Existing vision-language models lack explicit geometric and relational structure, hindering precise reasoning about road layouts, while high-definition maps, though geometrically accurate, suffer from rigid semantic representations. This work proposes the Combined Road Substrate (CRS) framework, which unifies road geometry and open-vocabulary semantics within an executable graph representation. CRS enables recursive graph queries to automatically generate diverse question-answer pairs and introduces a “free grounding” mechanism to ensure logical traceability and programmatically extract chain-of-thought supervision signals. Small-scale models (2B/4B parameters) trained on only 20–80 CRS-augmented scenes significantly outperform untuned large models on compositional reasoning tasks. The dominant failure mode shifts from relational errors to attribute misidentification, revealing that the bottleneck in road understanding stems from a lack of structured supervision rather than model scale.

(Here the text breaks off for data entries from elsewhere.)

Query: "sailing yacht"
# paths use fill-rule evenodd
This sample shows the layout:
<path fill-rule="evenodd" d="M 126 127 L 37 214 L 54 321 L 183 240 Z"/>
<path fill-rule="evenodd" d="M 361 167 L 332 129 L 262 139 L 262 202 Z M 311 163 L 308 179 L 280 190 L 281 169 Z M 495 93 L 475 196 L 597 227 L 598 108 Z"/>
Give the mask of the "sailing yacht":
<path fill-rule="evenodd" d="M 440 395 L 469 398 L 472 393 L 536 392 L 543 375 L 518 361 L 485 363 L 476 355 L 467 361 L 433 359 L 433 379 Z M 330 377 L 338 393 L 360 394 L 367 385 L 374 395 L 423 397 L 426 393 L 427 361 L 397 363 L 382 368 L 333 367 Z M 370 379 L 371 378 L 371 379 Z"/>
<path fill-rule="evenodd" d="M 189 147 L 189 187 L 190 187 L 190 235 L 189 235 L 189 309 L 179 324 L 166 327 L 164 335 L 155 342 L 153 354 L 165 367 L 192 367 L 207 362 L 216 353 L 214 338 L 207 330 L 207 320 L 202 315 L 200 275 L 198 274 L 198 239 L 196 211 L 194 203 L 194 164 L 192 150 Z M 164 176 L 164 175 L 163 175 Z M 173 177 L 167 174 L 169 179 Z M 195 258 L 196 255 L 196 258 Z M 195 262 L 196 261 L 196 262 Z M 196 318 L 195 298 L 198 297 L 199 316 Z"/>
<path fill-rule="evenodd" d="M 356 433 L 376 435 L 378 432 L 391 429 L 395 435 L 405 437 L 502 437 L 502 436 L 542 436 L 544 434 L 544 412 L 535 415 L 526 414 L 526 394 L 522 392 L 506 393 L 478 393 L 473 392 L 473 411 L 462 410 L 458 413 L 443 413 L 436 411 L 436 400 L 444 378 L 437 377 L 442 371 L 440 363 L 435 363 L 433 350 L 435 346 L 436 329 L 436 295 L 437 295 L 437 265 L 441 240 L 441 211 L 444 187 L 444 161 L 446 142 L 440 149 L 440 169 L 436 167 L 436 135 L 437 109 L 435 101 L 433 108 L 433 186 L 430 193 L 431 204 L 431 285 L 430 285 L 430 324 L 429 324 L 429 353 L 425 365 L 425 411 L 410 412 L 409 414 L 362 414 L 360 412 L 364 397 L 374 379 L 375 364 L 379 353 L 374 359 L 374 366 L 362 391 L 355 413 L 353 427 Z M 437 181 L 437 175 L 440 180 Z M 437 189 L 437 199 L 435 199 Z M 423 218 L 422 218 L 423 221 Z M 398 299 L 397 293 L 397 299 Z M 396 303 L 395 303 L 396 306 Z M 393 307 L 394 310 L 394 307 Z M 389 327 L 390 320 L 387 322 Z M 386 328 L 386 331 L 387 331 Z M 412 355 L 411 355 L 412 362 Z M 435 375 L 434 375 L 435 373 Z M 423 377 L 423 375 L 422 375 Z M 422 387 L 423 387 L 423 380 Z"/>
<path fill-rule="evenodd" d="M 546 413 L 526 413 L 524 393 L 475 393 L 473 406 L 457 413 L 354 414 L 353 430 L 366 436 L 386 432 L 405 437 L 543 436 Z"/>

Structured road understanding of lane geometry, topology, and traffic element relationships is foundational to safe autonomous driving. While vision-language models (VLMs) offer promising semantic flexibility, they lack the geometric and relational grounding required for precise road reasoning. Conversely, traditional modular systems, e.g., HD maps and topological road graphs, provide structural precision but remain semantically rigid. To bridge this gap, we introduce the Combined Road Substrate (CRS), a graph-grounded framework that makes geometric road structure and open-vocabulary semantics jointly executable in a single representation. CRS enables the automatic generation of compositionally complex and linguistically varied question-answer pairs via recursive graph queries, augmented with a "grounding for free" mechanism that ensures logical traceability to specific map elements, and procedurally extracted chain-of-thought supervision traces. We demonstrate that state-of-the-art VLMs - including large, closed-source models - struggle significantly with structured road reasoning, yet training a small 2- or 4-billion-parameter model with as few as 20 to 80 CRS-enriched scenes yields stable gains in compositional reasoning tasks of varying depth. Analysis of model behavior via verifiable reasoning traces reveals a systematic shift in failure modes: whereas baseline models fail at relational scene understanding, CRS-trained models reduce failures to attribute recognition, suggesting that the primary bottleneck in road understanding is not model scale, but the absence of structured supervision.